Desde su llegada al puesto en 2010, Tran Binh Phuc se fijó un objetivo claro: que los niños de la isla aprendieran a leer y escribir. Licenciado en Ciencias Sociales y Humanidades por la Universidad Nacional de Ciudad Ho Chi Minh, no contaba con formación pedagógica. Aprendió por su cuenta, pidió orientación a docentes del continente y dedicó largas noches a preparar clases. A esa dificultad se sumó otra: convencer a las familias. Durante dos años, perseveró hasta ganarse su confianza y demostrar que la educación podía abrir un futuro distinto para sus hijos.

“Me impresionaban profundamente sus miradas: inocentes, pero cargadas de tristeza. Como soldado, asumí el compromiso de transformar esa realidad. Hoy, los rostros de mis alumnos reflejan alegría. Hemos llevado confianza y, en cierta medida, bienestar a esta isla. Para mí, eso lo significa todo”, señaló Binh Phuc.

En cada lección, el profesor integra el amor por la patria y refuerza el sentido de responsabilidad hacia la tierra donde sus alumnos han crecido. La precaria aula inicial ha dado paso a un espacio más digno, sostenido gracias al esfuerzo conjunto del maestro y los soldados, que también proporcionan ropa, libros y material escolar. Los mayores ayudan a los pequeños, en una dinámica que refuerza el aprendizaje colectivo.

Nguyen Hoang Hao, alumno de quinto grado, dijo lo siguiente:

“En la clase del profesor Phuc aprendí a leer y escribir, lo que me produce una gran satisfacción. Él me encomendó apoyar a los alumnos más pequeños. Les enseño las letras y eso me llena de alegría”.

Aunque su destino inicial en Hon Chuoi era de cinco años, Tran Binh Phuc solicitó prolongar su estancia. En más de una década y media ha formado a 98 alumnos. Siete han obtenido títulos universitarios; otros muchos han aprendido un oficio y cuentan con empleo estable. La clase solidaria forma hoy parte del sistema educativo de la comuna de Song Doc, en Ca Mau. Las familias confían en que los sueños de sus hijos pueden hacerse realidad.

Hoang Thach Giang, radicada en la isla, expresó: “Mi hija estudió aquí y posteriormente se trasladó al continente para aprender un oficio. Ahora es el turno de mi hijo. Gracias a esta escuela, los niños aprenden a leer y escribir y, llegado el momento, continúan su formación fuera de la isla. El profesor es una persona sencilla y profundamente entregada; profesa un gran afecto por sus alumnos”.
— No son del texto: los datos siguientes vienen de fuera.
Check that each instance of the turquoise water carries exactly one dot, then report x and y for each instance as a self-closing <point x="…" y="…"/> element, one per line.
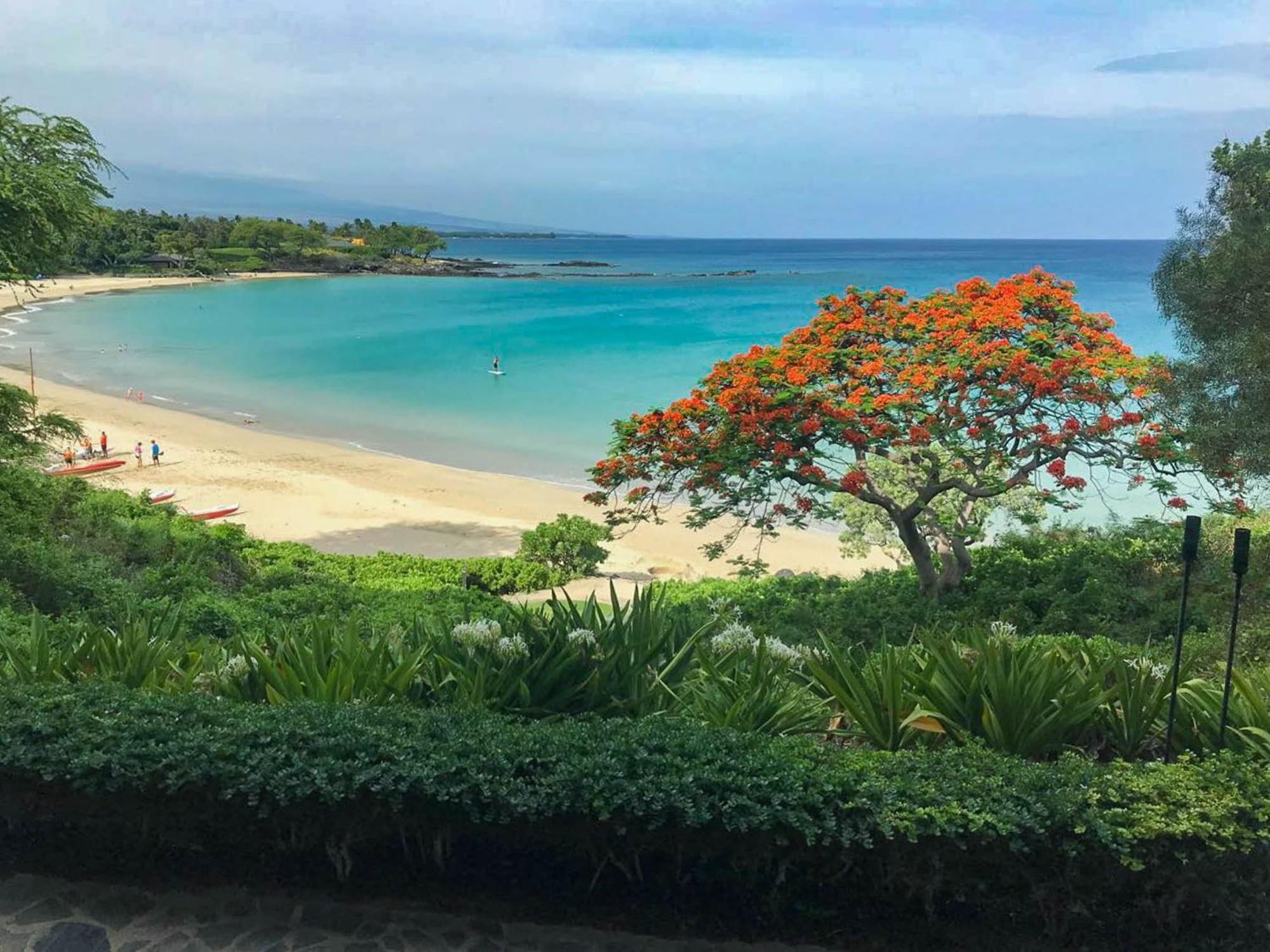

En fechas señaladas, antiguos alumnos regresan desde distintos lugares para reencontrarse con su maestro. Algunos prosiguen sus estudios; otros ya se han incorporado al mundo laboral. Se reúnen en torno a él, comparten sus logros y le expresan su gratitud por la guía recibida. Él corresponde con un gesto sencillo: un cuaderno y un bolígrafo. Con ellos, esos jóvenes continúan escribiendo su propia historia y contribuyen, paso a paso, al desarrollo de su tierra.